对面是简舒禾的男性朋友?
口吻熟稔却带着股通知的高傲劲,又不像是朋友的身份。
退一万步讲,假设是朋友,那简舒禾应该会有个备注名,而不是一串长号码。
刘书鹤有颗八面玲珑心,心里隐隐有个猜测。
直接问对方的身份,对方不一定配合,或许会打草惊蛇,如果是假的,误伤了简舒禾害她伤心怎么办?
“饱饱,哦不,舒禾她去上洗手间了,我会转告给她。”
他咬字清晰,期待对方再说几句透露些有用信息,等了四秒多,电话被挂断。
池望刚训练完体能回来,打个电话打出了喊宝宝的死鬼,神态阴郁至极,宛若黑云压城。
她胆子肥了,敢背着自己乱搞男女关系,难怪千方百计要逃出西琼岛。
池望捏着手机的关节因用力而泛白,茶几被蓦地一脚踹翻,剐蹭出一大片白墙屑。
操!自己是绿帽试戴员吗?
池望胸膛剧烈起伏,拨了钟叔的电话,打算让人将简舒禾捆回西琼岛时,走廊外有两个男运动员说笑着经过。
“陪女朋友?说好休息时一起打球,你敢戏耍老子?!”
“兄弟下次,为了跟我那位祖宗复合,我硬是吹干一碗的白开水,嘴抽搐上周才好些。”
“这么狠,你是犯了天条?”
“怪我自己贱,误会她跟男同事有一腿,打伤她同事不说,还伤了她的心,你以后谈恋爱悠着点。”
“少爷?少爷您听得见我的声音吗?”
“听见了。”
“请问少爷有什么吩咐?”
池望对号入座,将伙伴的前车之鉴听入了心里:“就是觉得钟叔日夜操劳家事很辛苦,给你放两天假。”
钟叔百感交集,少爷真的长大懂事了,会心疼自己了。
平日情感挺严板的一老头,品着这两句话,眼角竟有些酸涩。
“少爷,平日我只是动动嘴皮子,使唤下面的人做事,不辛苦的,不过有您这些话,我心里甚是……”

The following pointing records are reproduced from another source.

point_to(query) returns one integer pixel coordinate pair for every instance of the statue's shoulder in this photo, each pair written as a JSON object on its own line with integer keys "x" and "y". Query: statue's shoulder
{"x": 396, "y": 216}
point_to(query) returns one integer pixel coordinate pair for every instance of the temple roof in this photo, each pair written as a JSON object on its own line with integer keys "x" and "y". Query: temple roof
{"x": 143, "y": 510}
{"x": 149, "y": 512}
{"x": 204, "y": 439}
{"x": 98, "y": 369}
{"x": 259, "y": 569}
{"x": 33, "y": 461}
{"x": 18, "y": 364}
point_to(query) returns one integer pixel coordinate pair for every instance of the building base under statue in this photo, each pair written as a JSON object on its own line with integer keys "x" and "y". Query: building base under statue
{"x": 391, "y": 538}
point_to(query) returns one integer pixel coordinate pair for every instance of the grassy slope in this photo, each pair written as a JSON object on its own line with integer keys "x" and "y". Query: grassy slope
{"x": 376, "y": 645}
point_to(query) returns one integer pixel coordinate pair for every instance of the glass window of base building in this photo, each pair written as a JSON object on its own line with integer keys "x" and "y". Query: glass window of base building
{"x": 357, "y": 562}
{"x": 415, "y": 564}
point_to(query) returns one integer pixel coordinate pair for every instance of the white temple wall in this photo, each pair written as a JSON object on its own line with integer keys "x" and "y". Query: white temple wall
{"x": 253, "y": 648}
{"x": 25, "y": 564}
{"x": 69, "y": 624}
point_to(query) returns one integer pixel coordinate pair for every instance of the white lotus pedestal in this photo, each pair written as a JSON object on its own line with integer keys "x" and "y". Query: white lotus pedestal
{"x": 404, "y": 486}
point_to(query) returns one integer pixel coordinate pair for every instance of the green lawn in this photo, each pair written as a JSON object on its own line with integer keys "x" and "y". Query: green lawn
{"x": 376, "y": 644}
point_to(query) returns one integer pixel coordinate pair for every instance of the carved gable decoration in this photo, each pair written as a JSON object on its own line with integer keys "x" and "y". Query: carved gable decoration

池望没心思听这些肺腑之言,挂了电话,转而给简舒禾发消息,让她得空了给自己打视频。
往日对人呼来喝去的大少爷,只有别人等他的份,现在竟有了耐心去等别人。
宿舍每日有保洁打扫整理,池望却将踹翻的茶几摆回原位。
剧组这边。
简舒禾上洗手间出来,看见刘书鹤木着脸,双手环抱在胸前,大马金刀坐着。
一股不安爬上心头,却佯作惊喜表情走过去:“你要跨界当演员吗?特邀出演还是友情出演?”
“我来看你。”
刘书鹤一身潮牌可谓是时尚先锋,先一步拿走桌上的手机。
简舒禾扑了空,在他面前显得娇小:“你拿我手机做什么?还给我。”
刘书鹤站起身,手机举到头顶,单手按住简舒禾的腰,早已没了往日好说话的表情:“枉我这么信任你,你背着我跟别的男人乱搞。”
简舒禾无辜仰望着他的下颚线:“你说什么?我听不懂。”
“你找的野男人打电话来,约你十二月份去看比赛,你自以为藏得住吗?”刘书鹤死盯着她,寒声如冰刀。
池望的训练量能不能加大点!
简舒禾心脏被狠狠抛高,努力保持镇定。
刘书鹤见她一扫面部的无辜可怜,心暗自一沉,难不成真让自己猜对了?
“他还喊你宝贝,”刘书鹤心想一般情侣都会这么互相称呼对方,尝试加大火力,“抗拒从严,坦白从宽。”
简舒禾高悬的心在这一刻安稳落地。
如果他确定自己“偷情”,早就动手了,十有八九是在半真半假的信息里套自己的话!
“我是罪犯吗?还抗拒从严坦白从宽。”
简舒禾鼻腔重重一哼,七分愤怒三分委屈的尺度拿捏得当。
“少往我头上扣屎,我在外面没有野男人!不对,就算有,那也是你,贼喊抓贼!”
刘书鹤疑虑被打消,心情似蜜糖:“饱饱……”
“这宝谁爱当谁去当,我是担惊受怕够了,”简舒禾抬手暗自使劲揉红眼角,眸里氤氲着一层雾。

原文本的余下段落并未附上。